Grammar schools, not private schools, were what kept our education honest and good. Germany, which retained its grammars, remains a country of fairness, competence and efficiency. Without them we have become a second-rate country in which the wrong people are making most of the decisions and making them badly.

And now these privileged buffoons, this dictatorship of elite mediocrities, are fighting with all they’ve got to save themselves. Ignore them. Grammar schools are wholly good and we must have them back…"

He’s mostly right, IMO.

In the 1950s and 60s generations of bright kids from ordinary backgrounds came to dominate the law, academia, politics, science, the arts, big business and so on…then they pulled up the freaking drawbridge behind them! Guess what? From the 1990s onwards the law, politics, etc has been dominated by privately educated second-raters with rich daddies - people like Tony Blair, David Cameron, George Osborne, Nick Clegg, etc.

Do you think there would have been such a gap between the elite and the people over Brexit if the grammar schools were still providing a social conveyor belt? Btw, I’m sure @someblackguy’s mother would have liked the choice to send him to a religious charter school. Even with starting in a private school and finishing in public, he was keeping up with Dr. Jordan Peterson just fine.

“…Do you think there would have been such a gap betweenthe elite and the people over Brexit if the grammar schools were still providing a social conveyor belt?..”

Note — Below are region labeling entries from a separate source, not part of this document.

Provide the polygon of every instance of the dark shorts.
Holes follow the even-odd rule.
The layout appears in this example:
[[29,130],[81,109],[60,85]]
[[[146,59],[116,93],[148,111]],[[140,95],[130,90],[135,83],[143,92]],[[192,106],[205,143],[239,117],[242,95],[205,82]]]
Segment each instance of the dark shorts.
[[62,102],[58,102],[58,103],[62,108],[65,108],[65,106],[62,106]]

It won’t surprise you that I don’t much go along with the trendy idea that only poor and uneducated people voted for Brexit. Indeed, even Prof Mike Dougan (the hight priest of whiney remainers) has rejected this idea, pointing out that some working class areas such as West Belfast voted to remain, while many comfortably off areas in the South of England voted to leave…

Really, Brexit was part of a cunning strategic plan cooked up by the British elite from the start:

Yes Minister — Why Britain Joined the European Union - YouTube :slight_smile:

(Maybe truth is now going to imitate fiction!?)

What is the main difference between grammar schools and the others?

“The real point about grammars is that they are vastly better than the best and most fiercely selective comprehensives, and than most fee-charging schools.”

Selectivity, or “selecting on merit” is not the only difference, is it? Are students enrolled in grammar schools still learning Latin?

Does the writer think that what he calls “the best comprehensive schools” are “most fiercely” selective? Does he think that this fierce selectivity in some comprehensive schools is the problem? Is this why grammar schools, which he thinks are academically less selective, are needed?

I don’t know if his logic makes sense.